Among Missouri's out-of-conference opponents were Maryland, Michigan State, Purdue, California, Arkansas, Illinois and Mississippi State. Of that group, the Tigers beat only Maryland and Purdue.
Reserve guard Keon Lawrence scored a season-high 18 points to lead six players in double figures for Missouri (11-5). Starting guards Jason Horton and Stefhon Hannah both had season highs -- 16 for Horton and 15 for Hannah.
The starting guards for Texas had uncharacteristically poor shooting games. Abrams finished 3-of-11 from 3-point range, while Augustin -- the preseason choice as Big 12 player of the year -- was just 6-of-16 from the field and made just two of his seven free throws.
"We just came out flat, "Abrams said. "If you come out flat in a big conference game, or any conference game, you're going to get beat."

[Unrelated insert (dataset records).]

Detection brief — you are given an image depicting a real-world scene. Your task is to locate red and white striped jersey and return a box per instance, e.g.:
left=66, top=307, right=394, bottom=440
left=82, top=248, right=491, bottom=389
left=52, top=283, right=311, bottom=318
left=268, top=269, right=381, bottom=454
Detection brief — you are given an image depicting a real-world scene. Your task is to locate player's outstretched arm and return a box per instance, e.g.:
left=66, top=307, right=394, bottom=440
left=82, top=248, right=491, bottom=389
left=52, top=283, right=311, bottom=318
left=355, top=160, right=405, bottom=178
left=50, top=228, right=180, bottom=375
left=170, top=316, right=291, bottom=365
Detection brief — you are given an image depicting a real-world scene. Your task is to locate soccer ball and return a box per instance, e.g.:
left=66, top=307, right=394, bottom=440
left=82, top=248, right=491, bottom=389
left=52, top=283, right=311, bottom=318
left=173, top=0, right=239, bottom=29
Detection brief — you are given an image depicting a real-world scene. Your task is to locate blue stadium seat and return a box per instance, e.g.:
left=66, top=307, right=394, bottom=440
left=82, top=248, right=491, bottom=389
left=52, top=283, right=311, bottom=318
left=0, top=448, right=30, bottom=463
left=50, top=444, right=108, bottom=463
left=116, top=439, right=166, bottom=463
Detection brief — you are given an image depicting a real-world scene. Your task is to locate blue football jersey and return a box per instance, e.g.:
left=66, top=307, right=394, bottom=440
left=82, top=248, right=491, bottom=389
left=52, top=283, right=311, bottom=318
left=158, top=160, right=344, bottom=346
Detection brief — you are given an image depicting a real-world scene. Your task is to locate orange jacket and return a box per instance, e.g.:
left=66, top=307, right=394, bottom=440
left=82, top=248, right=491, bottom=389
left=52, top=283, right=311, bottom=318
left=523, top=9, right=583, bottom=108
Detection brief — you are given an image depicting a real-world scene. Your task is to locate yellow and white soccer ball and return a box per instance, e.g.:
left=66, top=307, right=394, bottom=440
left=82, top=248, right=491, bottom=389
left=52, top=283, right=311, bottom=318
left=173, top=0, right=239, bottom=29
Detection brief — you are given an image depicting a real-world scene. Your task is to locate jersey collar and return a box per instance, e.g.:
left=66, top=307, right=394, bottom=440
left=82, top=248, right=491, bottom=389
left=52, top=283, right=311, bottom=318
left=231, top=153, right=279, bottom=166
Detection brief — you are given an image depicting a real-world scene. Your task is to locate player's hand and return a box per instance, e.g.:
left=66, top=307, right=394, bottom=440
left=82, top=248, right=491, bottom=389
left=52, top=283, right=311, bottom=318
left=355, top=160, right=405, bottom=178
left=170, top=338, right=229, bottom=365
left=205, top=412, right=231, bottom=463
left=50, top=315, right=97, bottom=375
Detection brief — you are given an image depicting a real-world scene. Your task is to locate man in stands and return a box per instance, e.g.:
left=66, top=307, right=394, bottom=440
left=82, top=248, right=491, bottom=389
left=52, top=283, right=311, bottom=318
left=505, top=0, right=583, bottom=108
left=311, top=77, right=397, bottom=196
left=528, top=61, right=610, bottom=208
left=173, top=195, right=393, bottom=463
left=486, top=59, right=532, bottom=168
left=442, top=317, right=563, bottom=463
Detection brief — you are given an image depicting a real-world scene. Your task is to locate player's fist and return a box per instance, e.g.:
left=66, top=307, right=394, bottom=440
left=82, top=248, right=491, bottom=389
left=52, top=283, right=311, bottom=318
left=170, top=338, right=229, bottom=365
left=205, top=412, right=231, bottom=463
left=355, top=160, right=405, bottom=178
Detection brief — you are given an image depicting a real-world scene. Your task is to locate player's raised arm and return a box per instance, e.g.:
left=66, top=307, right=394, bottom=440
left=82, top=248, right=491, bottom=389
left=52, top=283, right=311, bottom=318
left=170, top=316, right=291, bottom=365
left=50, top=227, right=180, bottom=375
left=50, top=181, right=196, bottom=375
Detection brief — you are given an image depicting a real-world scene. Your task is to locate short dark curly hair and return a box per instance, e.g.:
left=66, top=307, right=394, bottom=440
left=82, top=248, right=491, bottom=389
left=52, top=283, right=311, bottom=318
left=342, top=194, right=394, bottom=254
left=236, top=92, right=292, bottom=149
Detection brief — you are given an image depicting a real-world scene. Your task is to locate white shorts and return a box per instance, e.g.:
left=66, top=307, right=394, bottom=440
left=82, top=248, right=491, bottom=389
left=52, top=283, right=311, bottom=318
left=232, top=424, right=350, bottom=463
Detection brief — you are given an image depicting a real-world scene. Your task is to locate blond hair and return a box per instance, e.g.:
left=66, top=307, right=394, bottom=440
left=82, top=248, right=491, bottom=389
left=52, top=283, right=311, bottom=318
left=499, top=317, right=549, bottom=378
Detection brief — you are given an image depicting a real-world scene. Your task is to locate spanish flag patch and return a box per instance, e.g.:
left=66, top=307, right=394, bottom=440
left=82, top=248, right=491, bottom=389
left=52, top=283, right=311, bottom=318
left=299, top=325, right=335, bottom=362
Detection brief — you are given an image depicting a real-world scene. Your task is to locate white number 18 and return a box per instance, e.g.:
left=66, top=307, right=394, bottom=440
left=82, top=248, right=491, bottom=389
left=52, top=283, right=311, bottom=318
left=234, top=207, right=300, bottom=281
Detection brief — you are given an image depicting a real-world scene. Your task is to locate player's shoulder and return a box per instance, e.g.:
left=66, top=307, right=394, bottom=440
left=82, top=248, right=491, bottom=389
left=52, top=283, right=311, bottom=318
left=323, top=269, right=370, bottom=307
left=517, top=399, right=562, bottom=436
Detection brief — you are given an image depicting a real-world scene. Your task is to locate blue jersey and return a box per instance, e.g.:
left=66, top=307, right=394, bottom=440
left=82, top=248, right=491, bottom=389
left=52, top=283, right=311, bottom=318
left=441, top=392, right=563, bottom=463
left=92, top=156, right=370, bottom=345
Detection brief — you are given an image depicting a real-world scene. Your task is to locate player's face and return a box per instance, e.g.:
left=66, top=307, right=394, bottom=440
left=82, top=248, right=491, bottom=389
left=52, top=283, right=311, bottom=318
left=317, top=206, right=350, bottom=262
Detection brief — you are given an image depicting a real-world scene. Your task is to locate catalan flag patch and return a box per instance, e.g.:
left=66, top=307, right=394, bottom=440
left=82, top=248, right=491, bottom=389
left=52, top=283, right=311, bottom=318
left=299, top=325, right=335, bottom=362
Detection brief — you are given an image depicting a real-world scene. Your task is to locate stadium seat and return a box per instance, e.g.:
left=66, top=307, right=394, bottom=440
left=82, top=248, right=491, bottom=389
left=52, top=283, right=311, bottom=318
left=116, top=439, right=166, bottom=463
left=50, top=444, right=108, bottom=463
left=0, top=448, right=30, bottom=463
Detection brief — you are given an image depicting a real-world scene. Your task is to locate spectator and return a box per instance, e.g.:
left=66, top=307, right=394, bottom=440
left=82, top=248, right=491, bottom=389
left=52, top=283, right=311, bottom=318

Missouri shot 56.1 percent from the field, including 12-of-26 from 3-point range. Texas shot 43.8 percent from the field, making 9-of-25 of its 3-point attempts.
The 97 points scored were a season high for Missouri which shot 70.4 percent in the second half, including 6-of-10 from beyond the arc.

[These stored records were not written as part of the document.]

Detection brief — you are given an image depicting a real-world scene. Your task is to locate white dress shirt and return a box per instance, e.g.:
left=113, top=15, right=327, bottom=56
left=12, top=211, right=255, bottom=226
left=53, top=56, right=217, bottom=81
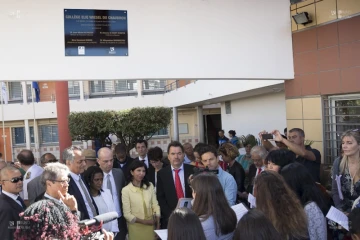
left=20, top=164, right=44, bottom=200
left=171, top=164, right=189, bottom=197
left=70, top=172, right=95, bottom=219
left=139, top=154, right=149, bottom=168
left=102, top=170, right=122, bottom=217
left=2, top=190, right=23, bottom=207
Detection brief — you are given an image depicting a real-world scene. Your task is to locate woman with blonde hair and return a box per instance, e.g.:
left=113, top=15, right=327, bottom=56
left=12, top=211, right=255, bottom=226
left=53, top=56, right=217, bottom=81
left=331, top=129, right=360, bottom=213
left=254, top=171, right=309, bottom=240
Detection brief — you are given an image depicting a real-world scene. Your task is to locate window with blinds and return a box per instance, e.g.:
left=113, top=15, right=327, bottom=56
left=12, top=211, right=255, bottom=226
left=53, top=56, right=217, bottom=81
left=90, top=80, right=137, bottom=97
left=39, top=125, right=59, bottom=144
left=323, top=94, right=360, bottom=164
left=12, top=127, right=35, bottom=145
left=68, top=81, right=80, bottom=98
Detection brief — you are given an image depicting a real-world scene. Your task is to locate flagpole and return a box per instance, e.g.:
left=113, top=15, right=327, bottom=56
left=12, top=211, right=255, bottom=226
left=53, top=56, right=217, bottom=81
left=29, top=82, right=37, bottom=152
left=1, top=82, right=7, bottom=161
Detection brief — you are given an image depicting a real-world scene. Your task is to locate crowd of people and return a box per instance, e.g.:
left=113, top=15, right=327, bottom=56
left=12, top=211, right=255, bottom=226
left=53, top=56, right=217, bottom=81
left=0, top=128, right=360, bottom=240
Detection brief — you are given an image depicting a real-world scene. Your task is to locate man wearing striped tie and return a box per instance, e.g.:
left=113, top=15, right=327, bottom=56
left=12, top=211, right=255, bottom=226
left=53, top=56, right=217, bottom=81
left=0, top=166, right=26, bottom=239
left=63, top=146, right=99, bottom=220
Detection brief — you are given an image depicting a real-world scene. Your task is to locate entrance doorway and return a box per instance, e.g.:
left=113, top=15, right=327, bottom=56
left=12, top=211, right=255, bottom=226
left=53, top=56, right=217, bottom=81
left=204, top=114, right=221, bottom=148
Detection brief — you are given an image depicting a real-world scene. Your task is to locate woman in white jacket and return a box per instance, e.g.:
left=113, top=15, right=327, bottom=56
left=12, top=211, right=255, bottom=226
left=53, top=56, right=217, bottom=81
left=83, top=166, right=119, bottom=235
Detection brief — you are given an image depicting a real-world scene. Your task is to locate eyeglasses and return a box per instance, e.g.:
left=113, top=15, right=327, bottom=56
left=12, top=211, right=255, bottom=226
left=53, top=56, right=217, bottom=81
left=3, top=176, right=24, bottom=183
left=51, top=178, right=70, bottom=185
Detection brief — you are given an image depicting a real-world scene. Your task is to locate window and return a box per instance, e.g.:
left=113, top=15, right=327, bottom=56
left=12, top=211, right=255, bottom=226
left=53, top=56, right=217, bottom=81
left=90, top=80, right=114, bottom=93
left=12, top=127, right=35, bottom=145
left=143, top=80, right=166, bottom=90
left=153, top=128, right=168, bottom=136
left=8, top=82, right=22, bottom=101
left=323, top=95, right=360, bottom=164
left=68, top=81, right=80, bottom=97
left=39, top=125, right=59, bottom=144
left=115, top=80, right=137, bottom=92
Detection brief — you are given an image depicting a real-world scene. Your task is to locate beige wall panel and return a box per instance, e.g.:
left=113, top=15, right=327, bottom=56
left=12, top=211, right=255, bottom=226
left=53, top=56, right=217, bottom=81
left=286, top=98, right=303, bottom=119
left=303, top=97, right=322, bottom=120
left=337, top=0, right=360, bottom=18
left=286, top=120, right=304, bottom=131
left=316, top=0, right=337, bottom=24
left=303, top=120, right=323, bottom=141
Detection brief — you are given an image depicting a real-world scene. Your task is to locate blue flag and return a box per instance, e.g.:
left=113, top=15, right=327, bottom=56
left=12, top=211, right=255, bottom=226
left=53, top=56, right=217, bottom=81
left=32, top=82, right=40, bottom=102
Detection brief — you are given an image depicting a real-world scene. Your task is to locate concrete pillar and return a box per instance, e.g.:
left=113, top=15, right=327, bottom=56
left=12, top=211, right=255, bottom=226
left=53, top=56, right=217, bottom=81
left=55, top=81, right=72, bottom=159
left=173, top=107, right=179, bottom=141
left=21, top=81, right=27, bottom=104
left=79, top=81, right=84, bottom=100
left=137, top=80, right=142, bottom=97
left=196, top=106, right=205, bottom=142
left=24, top=119, right=31, bottom=149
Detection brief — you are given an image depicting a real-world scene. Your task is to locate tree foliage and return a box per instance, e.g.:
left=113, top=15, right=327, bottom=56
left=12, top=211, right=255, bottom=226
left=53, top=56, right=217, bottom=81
left=69, top=107, right=172, bottom=151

"We played horrible," Texas coach Rick Barnes said. "We deserved to get beat."
Texas controlled the first half behind 19 points and seven rebounds from James. The Longhorns led by as many as eight points in the half but went more than 5 minutes with scoring, allowing Missouri to remain within 40-38 at halftime.
Missouri opened a 10-point lead with a 14-2 run to start the second half. The lead grew to as many as 16 points, with Texas getting no closer than six points in the second half.
Both Brown and Horton are native Texans, with Horton growing up in Dallas and Brown hailing from Austin.
Anderson said the Lone Star State connection gave extra incentives to the two seniors.
Missouri attracted a season-high 13,085 fans to Mizzou Arena and Anderson said the crowd's energy helped fuel the Tigers as they pulled ahead in the second half.
"Their energy took our guys to another level," he said.
Missouri's bench outscored Texas' 38-10.
Starting center Connor Atchley's foul trouble, along with Barnes' decision to limit freshman forward Gary Johnson's minutes, led the Longhorns to rely on little-used reserves Clint Chapman, Dexter Pittman and Ian Mooney -- a walk-on who transferred from Saint Louis -- for long stretches of the second half.
"You could see they were really tired," Horton said. "They even had to play the walk-on kid. ... When you saw them put him in, you knew they were in trouble."